La speranza di un impatto sull'integrazione europea

Il gruppo di lavoro, incaricato di formulare delle raccomandazioni al Consiglio federale, comprende personalità di primo piano del mondo politico, scientifico e dell'amministrazione. Uno dei temi ai quali si consacra è quello della «Svizzera e i problemi del mondo occidentale», una problematica alla quale è strettamente legato il ruolo della Svizzera in seno al Consiglio d'Europa. In un'epoca dominata dall'incertezza sull'evoluzione dell'integrazione europea e sulle relazioni tra le due sponde dell'Atlantico, Weber non è il solo a nutrire la speranza che Berna possa contribuire a influenzare i dibattiti che si  tengono in seno al Consiglio d'Europa.

La neutralità: un ostacolo all'adesione

Il Consiglio d'Europa nasce nel 1949. Per il Consigliere federale Max Petitpierre, allora  a capo degli Affari esteri, un'entrata della Svizzera nel Consiglio è impensabile (dodis.ch/5020). Aderire ad un'organizzazione «politica» significherebbe, secondo Petitpierre, mettere in pericolo la politica di neutralità. Tuttavia negli anni seguenti si assiste ad un avvicinamento, in particolare per mezzo della collaborazione con organi «tecnici». A partire dal 1961 l'Assemblea federale invia degli osservatori a Strasburgo, e nel 1962 il Consiglio federale le consegna un rapporto (dodis.ch/32085) nel quale viene proposta un'adesione a tutti gli effetti.

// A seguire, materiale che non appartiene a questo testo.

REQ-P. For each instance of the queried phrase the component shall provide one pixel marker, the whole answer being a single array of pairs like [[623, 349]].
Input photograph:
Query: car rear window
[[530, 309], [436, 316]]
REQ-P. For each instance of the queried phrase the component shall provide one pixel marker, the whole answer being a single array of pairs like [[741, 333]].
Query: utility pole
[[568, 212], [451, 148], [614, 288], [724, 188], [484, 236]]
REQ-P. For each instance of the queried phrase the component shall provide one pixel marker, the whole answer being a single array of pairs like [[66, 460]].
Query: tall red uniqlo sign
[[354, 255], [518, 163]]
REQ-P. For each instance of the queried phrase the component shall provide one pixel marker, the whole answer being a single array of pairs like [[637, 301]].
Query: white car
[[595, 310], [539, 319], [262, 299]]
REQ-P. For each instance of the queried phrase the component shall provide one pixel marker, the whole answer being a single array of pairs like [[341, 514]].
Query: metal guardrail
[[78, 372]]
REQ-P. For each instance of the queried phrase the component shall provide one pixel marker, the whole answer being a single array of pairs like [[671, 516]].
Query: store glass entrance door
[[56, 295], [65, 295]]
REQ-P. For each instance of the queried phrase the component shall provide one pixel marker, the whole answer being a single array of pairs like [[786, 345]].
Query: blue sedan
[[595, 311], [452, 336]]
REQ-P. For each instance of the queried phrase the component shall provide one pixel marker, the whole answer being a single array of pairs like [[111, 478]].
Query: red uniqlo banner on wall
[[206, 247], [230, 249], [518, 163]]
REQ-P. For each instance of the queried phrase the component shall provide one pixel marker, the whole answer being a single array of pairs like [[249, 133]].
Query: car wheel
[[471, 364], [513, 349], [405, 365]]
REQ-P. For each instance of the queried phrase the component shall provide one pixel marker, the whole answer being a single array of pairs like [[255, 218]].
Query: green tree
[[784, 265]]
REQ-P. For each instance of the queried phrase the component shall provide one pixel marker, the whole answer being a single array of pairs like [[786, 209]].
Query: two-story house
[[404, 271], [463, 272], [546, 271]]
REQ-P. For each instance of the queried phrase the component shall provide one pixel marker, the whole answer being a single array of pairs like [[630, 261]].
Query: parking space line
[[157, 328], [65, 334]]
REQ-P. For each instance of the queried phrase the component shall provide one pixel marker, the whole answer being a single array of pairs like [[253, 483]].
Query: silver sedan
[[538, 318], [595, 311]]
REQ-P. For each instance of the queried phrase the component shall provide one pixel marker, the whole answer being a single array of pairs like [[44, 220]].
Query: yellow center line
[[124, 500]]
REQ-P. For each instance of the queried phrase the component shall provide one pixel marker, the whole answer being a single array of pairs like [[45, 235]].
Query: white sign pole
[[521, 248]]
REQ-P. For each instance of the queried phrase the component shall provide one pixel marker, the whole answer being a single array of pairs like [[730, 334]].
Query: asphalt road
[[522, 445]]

«Un'eccellente scuola per il dialogo»

Nel gennaio 1963, Willy Spühler, Presidente della Confederazione, riferisce al Segretario generale del Consiglio d'Europa di come il governo svizzero sia «particolarmente felice che si sia sul punto di aggiungere un nuovo legame a quelli, già numerosi, che uniscono tradizionalmente il nostro paese agli altri Stati del continente» (dodis.ch/30487). Alcuni parlamentari vedono in questa adesione un «consolidamento della posizione delicata della Svizzera in Europa e a livello mondiale» (dodis.ch/30453, tradotto dal tedesco). Il Consiglio d'Europa sarebbe «un'eccellente scuola per il dialogo con gli altri paesi» (ibid., tradotto dal francese).

L'assenza del diritto di voto alle donne non è un ostacolo

«Ogni qualvolta una nostra preoccupazione dev'essere difesa, anche in ambito politico, la voce della Svizzera è costantemente ascoltata». È quanto afferma il Consigliere federale Willy Spühler in un'intervista del 1966 (dodis.ch/31607, tradotto dal tedesco). Il fatto che il diritto di voto e di eleggibilità escludesse le donne, così come il fatto che figurassero ancora nella Costituzione clausole d'eccezione in materia confessionale non rappresentavano alcun ostacolo per l'adesione al Consiglio d'Europa (dodis.ch/31471). La Convenzione europea dei diritti dell'Uomo (CEDU), conclusa nel 1950, sarebbe tuttavia stata applicata dalla Svizzera soltanto nel 1974.